From: YiPeng Chai <YiPeng.Chai@amd.com>
To: <amd-gfx@lists.freedesktop.org>
Cc: <yipechai@amd.com>, <Hawking.Zhang@amd.com>, <Tao.Zhou1@amd.com>,
<Candice.Li@amd.com>, <KevinYang.Wang@amd.com>,
<Stanley.Yang@amd.com>, YiPeng Chai <YiPeng.Chai@amd.com>
Subject: [PATCH 09/15] drm/amdgpu: add condition check for amdgpu_umc_fill_error_record
Date: Thu, 18 Apr 2024 10:58:30 +0800 [thread overview]

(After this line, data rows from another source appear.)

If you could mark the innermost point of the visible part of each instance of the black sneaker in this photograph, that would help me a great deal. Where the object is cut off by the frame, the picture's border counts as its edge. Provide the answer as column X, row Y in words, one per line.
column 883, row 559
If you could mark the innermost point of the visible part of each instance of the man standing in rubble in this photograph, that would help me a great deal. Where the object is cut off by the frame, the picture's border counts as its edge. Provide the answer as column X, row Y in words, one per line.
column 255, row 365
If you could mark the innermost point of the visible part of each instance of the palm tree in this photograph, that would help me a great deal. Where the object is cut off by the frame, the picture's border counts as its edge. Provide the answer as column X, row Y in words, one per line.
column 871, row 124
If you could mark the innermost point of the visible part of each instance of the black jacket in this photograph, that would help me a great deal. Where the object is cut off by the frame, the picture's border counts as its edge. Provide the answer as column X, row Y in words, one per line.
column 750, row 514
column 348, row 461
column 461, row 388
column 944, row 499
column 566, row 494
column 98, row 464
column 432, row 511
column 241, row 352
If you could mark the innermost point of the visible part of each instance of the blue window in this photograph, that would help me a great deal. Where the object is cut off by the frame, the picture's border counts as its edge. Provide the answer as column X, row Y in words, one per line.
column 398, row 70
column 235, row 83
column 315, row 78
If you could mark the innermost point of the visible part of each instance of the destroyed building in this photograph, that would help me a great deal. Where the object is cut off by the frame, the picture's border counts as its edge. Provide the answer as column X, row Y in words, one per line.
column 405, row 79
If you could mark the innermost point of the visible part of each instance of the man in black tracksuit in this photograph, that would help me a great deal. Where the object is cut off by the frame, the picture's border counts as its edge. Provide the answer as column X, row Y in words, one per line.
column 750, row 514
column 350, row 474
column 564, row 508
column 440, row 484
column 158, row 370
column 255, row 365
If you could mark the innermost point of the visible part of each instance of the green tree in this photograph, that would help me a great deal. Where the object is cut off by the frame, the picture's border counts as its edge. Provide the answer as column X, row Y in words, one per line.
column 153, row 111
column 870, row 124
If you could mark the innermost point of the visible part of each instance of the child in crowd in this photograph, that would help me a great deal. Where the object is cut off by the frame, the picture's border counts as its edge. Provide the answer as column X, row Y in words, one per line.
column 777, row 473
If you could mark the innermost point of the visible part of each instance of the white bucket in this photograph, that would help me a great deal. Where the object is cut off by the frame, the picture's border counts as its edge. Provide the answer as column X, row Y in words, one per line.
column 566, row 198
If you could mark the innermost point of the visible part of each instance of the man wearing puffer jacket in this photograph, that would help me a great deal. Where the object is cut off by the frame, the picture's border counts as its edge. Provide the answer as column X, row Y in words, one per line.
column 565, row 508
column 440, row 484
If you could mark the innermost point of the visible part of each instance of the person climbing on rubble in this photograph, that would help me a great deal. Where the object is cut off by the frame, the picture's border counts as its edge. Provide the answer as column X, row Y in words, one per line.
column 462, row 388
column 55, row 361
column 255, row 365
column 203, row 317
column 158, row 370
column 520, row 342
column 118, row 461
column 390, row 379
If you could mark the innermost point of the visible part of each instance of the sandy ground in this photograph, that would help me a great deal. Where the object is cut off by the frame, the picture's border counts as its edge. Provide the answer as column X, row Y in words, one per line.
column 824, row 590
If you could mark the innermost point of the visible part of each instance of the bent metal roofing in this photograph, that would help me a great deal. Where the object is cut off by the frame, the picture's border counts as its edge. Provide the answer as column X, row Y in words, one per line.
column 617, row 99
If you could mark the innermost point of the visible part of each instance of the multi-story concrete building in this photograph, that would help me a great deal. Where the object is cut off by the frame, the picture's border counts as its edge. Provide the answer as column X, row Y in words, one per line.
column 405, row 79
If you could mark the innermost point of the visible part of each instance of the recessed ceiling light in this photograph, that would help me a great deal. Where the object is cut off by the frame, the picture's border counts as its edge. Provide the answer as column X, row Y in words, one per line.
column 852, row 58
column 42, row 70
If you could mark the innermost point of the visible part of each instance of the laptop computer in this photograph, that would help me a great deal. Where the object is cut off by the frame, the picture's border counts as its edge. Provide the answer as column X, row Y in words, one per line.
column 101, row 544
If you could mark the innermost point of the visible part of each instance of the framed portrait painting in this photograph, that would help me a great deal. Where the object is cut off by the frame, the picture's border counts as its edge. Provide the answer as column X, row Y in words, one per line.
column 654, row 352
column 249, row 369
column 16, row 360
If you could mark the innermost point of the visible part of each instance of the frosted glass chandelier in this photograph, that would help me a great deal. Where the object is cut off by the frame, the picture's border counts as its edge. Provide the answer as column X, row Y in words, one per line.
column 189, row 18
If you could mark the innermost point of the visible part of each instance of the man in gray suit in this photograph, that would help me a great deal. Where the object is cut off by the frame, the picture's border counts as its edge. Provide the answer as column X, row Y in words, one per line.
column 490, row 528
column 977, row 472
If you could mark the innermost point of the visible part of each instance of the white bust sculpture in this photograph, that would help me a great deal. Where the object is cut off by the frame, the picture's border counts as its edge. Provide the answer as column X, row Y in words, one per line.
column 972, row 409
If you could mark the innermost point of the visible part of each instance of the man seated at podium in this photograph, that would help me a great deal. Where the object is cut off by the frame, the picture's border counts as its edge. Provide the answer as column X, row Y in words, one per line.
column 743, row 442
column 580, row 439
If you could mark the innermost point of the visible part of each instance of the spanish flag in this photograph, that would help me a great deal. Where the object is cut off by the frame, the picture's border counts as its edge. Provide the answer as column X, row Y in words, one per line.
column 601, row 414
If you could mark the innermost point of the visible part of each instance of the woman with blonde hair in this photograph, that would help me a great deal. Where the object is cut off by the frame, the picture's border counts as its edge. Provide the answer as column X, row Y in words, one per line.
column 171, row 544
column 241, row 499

Message-ID: <20240418025836.170106-9-YiPeng.Chai@amd.com> (raw)
In-Reply-To: <20240418025836.170106-1-YiPeng.Chai@amd.com>
Add condition check for amdgpu_umc_fill_error_record.
Signed-off-by: YiPeng Chai <YiPeng.Chai@amd.com>
---
drivers/gpu/drm/amd/amdgpu/amdgpu_ras.h | 1 +
drivers/gpu/drm/amd/amdgpu/amdgpu_umc.c | 20 +++++++++++++++++---
drivers/gpu/drm/amd/amdgpu/amdgpu_umc.h | 2 +-
3 files changed, 19 insertions(+), 4 deletions(-)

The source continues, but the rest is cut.